Born in Pittsburgh, Pennsylvania, on February 6, 1895, John Murdock Clarke attended Allegheny High School in Pittsburgh before entering the University of Pennsylvania as a member of the Class of 1917. Clarke was a distinguished student at Penn. He was president of the senior class and also its Spoon Man, president of the Christian Association, managing editor of The Pennsylvanian, and a member of the Sphinx Senior Society and the Phi Beta Kappa honorary fraternity.
Clarke served overseas in France upon graduation and the outbreak of World War I, first with the YMCA and then as a second lieutenant in the 61st Field Artillery. Upon his return, Clarke was named a 1919 Rhodes Scholar, allowing him to study law at the University of Oxford’s Exeter College.
Clarke was law secretary to former Chief Justice Robert von Moschzisker of the Pennsylvania Supreme Court for a time, and later a member of the the law firm of Lewis, Morgan, and Blockius of Philadelphia. He married Martha C. Gleffer in 1928, with whom he had two children, Catherine Converse Clarke and John Murdock Clarke, Jr.

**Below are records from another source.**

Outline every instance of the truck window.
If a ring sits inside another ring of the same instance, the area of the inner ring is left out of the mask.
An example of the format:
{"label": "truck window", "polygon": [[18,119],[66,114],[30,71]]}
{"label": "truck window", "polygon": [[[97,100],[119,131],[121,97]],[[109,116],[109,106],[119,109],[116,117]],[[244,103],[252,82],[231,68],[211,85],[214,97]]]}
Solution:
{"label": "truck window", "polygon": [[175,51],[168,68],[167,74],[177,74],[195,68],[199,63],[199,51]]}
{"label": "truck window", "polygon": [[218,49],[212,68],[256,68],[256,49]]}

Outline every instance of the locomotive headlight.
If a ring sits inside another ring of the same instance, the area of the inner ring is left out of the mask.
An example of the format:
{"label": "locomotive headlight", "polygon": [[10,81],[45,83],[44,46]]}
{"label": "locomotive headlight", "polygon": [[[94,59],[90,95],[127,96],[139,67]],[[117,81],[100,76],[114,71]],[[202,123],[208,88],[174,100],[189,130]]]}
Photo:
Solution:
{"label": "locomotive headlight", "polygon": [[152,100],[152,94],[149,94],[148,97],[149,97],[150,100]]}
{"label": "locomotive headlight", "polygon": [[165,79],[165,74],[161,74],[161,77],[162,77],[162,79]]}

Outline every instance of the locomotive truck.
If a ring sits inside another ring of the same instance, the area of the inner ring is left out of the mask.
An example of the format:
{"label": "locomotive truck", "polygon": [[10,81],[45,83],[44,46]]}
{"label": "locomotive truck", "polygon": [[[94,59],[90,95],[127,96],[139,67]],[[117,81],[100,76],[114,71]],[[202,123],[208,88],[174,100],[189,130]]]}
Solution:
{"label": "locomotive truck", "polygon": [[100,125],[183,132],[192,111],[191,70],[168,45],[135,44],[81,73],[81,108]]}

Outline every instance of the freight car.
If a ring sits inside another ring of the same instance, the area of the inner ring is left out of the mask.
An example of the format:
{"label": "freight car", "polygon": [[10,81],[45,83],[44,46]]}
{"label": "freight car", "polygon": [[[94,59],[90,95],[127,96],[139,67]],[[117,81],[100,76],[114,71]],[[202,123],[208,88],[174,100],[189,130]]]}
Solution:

Clarke died suddenly at age 38 on June 11, 1933, at his home in Bryn Mawr, Pennsylvania, of suspected heart disease.
During his time at Penn, Clarke had been a counselor and head counselor at the University Camp at Green Lane, owned by the University’s Christian Association. He also served on the camp’s Committee of Management following graduation. In 1940, Clarke Lodge was erected at the University Camp at Green Lane in his memory.